The second feature is the use of pointed arches and vaults. Such forms were to dominate much of the architecture of the Abbasids and later periods. More importantly, their introduction into Europe caused a revolution in the way buildings were constructed there. The semi-circular arcading and vaulting provided some static problems in covering large and irregular spaces. The pointed arch resolved the difficulty of achieving level crowns in the arches of the vault, allowing the vault to become suitable for any ground plan[11] . The pointed arch did not reach Europe until late 11th century where it was first employed in Monte Cassino (1080) [12]. Later, the pointed arch and vault were the corner stones for the development of the famous Gothic style of architecture.

The vaulting system of Ukhaidir is also revealing. The use of the transverse arches and groin vaults which occur eight times in the Palace, sometimes as supporting arches, showed that Muslims were innovators in vaulting techniques. The vaults of the main hall of the palace and its mosque provide evidence of the early Muslim use of the so called rib vaulting. This initial technique later matured in the Ribat of Sussa (821-822) [13]. Great Romanesque and Gothic cathedrals would not have been constructed the way we admire today if it was not for the introduction of rib vaulting.

In addition to the above, one can mention elements of defensive architecture that were later to play an important role in the construction of Muslim and non-Muslim military architecture. The introduction of loopholes (arrow -slits), which were used to allow bowmen (standing or kneeling) to fire their arrows, left their influence on later Muslim fortifications. Europe did not realise their potential until 12th century when they were introduced by returning Crusaders. They first appeared in London in 1130 [14].

The use of a portcullis is another defensive element that became popular across Muslim defensive structures and again appears in Europe after the Crusades.

Finally we may note that the masons of Ukhaidir made a daring innovation which was to have a permanent consequence in Islamic architecture.
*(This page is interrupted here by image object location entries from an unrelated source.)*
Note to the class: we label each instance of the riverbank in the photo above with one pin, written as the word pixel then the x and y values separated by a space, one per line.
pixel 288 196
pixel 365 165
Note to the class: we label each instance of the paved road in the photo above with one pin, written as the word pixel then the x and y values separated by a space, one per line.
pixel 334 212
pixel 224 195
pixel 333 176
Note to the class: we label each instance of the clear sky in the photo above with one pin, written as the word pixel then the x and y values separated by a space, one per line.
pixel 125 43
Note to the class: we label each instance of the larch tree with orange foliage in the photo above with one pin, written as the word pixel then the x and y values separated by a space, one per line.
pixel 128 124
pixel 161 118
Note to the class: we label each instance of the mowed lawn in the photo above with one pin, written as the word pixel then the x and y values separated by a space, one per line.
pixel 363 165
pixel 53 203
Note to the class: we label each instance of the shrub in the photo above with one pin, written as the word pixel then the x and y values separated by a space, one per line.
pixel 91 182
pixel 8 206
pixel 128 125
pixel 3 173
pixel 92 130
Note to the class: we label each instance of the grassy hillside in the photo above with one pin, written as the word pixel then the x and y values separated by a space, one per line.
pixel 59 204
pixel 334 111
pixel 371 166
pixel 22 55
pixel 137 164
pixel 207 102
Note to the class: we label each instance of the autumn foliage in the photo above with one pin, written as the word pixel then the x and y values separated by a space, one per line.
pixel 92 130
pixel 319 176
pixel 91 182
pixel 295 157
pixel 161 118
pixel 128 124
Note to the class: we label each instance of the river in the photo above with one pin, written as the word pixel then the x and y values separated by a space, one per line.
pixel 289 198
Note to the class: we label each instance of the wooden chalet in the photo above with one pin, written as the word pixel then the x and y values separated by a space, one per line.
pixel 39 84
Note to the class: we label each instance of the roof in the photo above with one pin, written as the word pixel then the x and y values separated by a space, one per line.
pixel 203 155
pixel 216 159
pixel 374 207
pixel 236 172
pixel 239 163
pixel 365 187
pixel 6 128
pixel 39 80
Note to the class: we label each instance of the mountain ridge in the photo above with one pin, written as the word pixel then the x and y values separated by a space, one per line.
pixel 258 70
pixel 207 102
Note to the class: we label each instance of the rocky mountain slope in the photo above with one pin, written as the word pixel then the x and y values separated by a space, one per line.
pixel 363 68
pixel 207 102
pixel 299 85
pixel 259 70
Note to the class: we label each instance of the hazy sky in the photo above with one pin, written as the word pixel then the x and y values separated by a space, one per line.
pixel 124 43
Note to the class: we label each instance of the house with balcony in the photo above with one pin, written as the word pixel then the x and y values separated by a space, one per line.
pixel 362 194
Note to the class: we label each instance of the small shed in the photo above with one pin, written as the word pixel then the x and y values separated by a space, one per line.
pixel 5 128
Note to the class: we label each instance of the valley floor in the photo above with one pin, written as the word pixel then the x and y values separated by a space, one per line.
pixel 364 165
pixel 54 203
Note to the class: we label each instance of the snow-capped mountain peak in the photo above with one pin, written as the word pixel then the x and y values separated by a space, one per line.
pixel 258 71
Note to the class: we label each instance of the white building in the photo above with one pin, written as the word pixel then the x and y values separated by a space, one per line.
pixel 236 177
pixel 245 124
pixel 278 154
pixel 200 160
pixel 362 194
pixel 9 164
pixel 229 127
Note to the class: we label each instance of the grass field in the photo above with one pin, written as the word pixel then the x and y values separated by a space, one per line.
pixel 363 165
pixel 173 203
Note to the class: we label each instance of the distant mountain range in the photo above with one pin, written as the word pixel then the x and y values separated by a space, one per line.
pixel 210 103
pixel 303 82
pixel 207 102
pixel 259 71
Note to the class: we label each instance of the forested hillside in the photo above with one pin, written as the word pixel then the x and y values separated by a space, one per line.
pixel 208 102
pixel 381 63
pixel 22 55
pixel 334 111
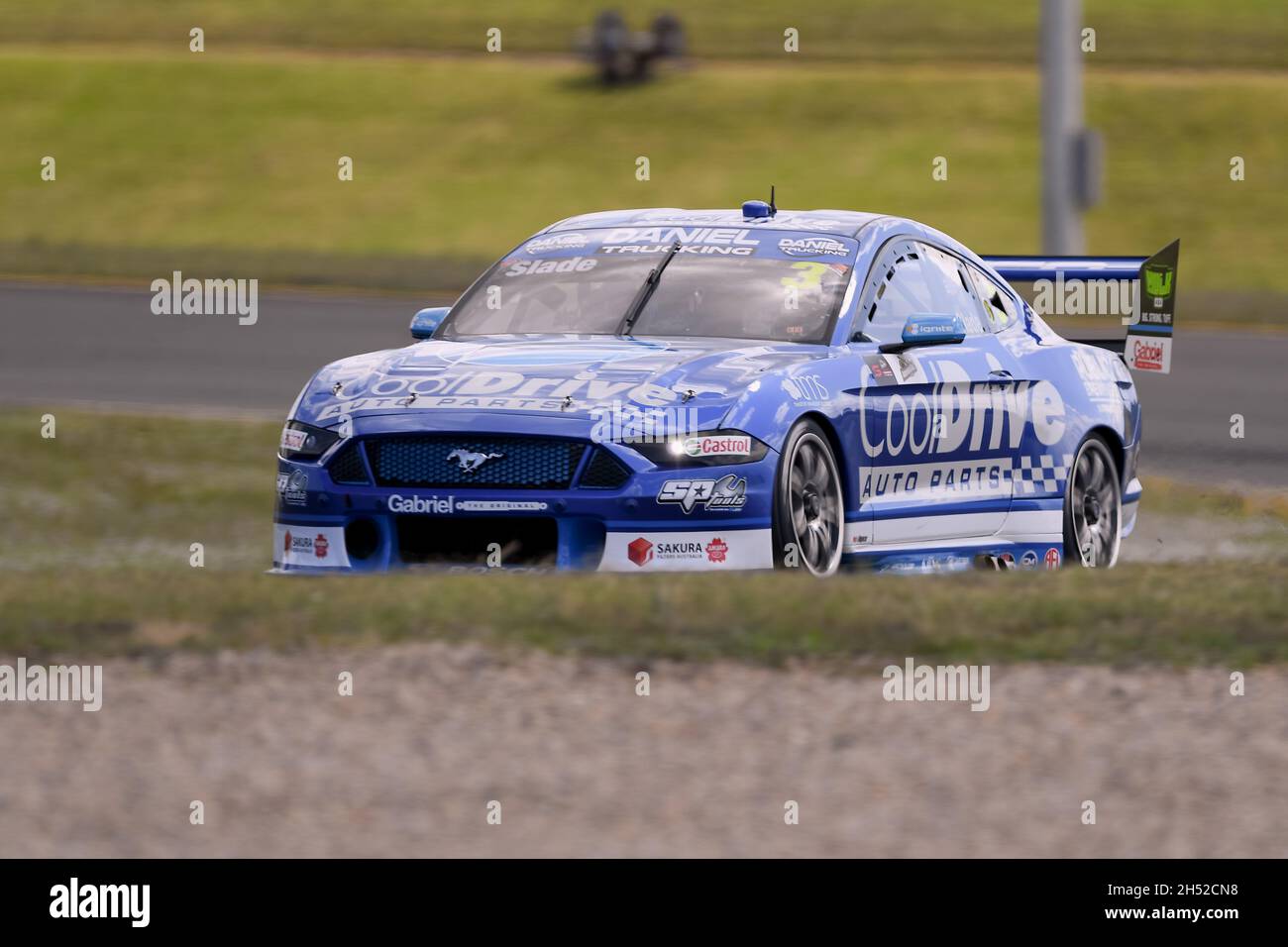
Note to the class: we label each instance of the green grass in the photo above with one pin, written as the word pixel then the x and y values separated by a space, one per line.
pixel 99 521
pixel 228 162
pixel 1176 33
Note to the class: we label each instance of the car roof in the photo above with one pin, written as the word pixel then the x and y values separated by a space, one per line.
pixel 838 222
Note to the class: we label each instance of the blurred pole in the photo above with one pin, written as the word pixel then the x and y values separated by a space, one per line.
pixel 1061 127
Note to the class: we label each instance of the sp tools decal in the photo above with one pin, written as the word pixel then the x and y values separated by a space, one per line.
pixel 726 493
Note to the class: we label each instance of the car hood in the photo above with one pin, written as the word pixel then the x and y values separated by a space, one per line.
pixel 561 375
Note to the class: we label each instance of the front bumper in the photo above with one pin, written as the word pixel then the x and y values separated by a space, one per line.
pixel 325 526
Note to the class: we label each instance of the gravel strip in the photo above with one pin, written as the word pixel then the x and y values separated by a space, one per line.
pixel 584 767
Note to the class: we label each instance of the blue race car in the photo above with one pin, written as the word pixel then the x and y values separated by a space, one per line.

The decoration of a top section of blind arches of the Court of Honour, which was based on laying the bricks in mosaic manner upright and sideways to form patterns, developed into a technique spreading across the Muslim world especially Persia where it became known as hazarbaf, or "thousand twistings".


[1] Creswell, K.A.C. (1989), ‘A Short Account of Early Muslim Architecture', Revised and supplemented by James, W. Allan, Scolar Press, p.261.

[2] Jairazbhoy, R.A. (1972), ‘An Outline of Islamic Architecture', Asia Publishing House, Bombay, London and New York, p.55.

[3] Creswell, p.261

[4] Creswell K.A.C. (1958), ‘A short account of early Muslim Architecture', Penguin Books, pp.201-3.

[5] Jairazbhoy, R.A. (1972) op cit., p.55.

[6] Bell Gertrude (1914), ‘Palace and Mosque at Ukhaidir', pp.163-168

[7] Jairazbhoy, R.A. (1972) op cit., p.55.

[8] Also called cataracta are usually suspended by iron rings to be dropped behind the enemy imprisoning him.

[9] Michell, M. et al. (eds.) (1978), ‘Architecture of the Islamic World', Thames and Hudson, London, p.

[10] Jairazbhoy, R.A. (1972), op, cit, p.58.

[11] Symbolically the pointed arch embraced the divine dominance of the ordinary arch/ dome but the upward stilting pointed to the divine sky. Christians used it for this symbolism too, and in some cases it was combined with lobed arches to signify the theme of the Trinity.

[12] See our articles: Architecture under Abbasid Patronage (750-892) & The Pointed Arch.

[13] See our article on Ribat of Soussa, Muslim invention of rib vaulting?

[14] Jairazbhoy, R.A. (1972), op, cit., p.58.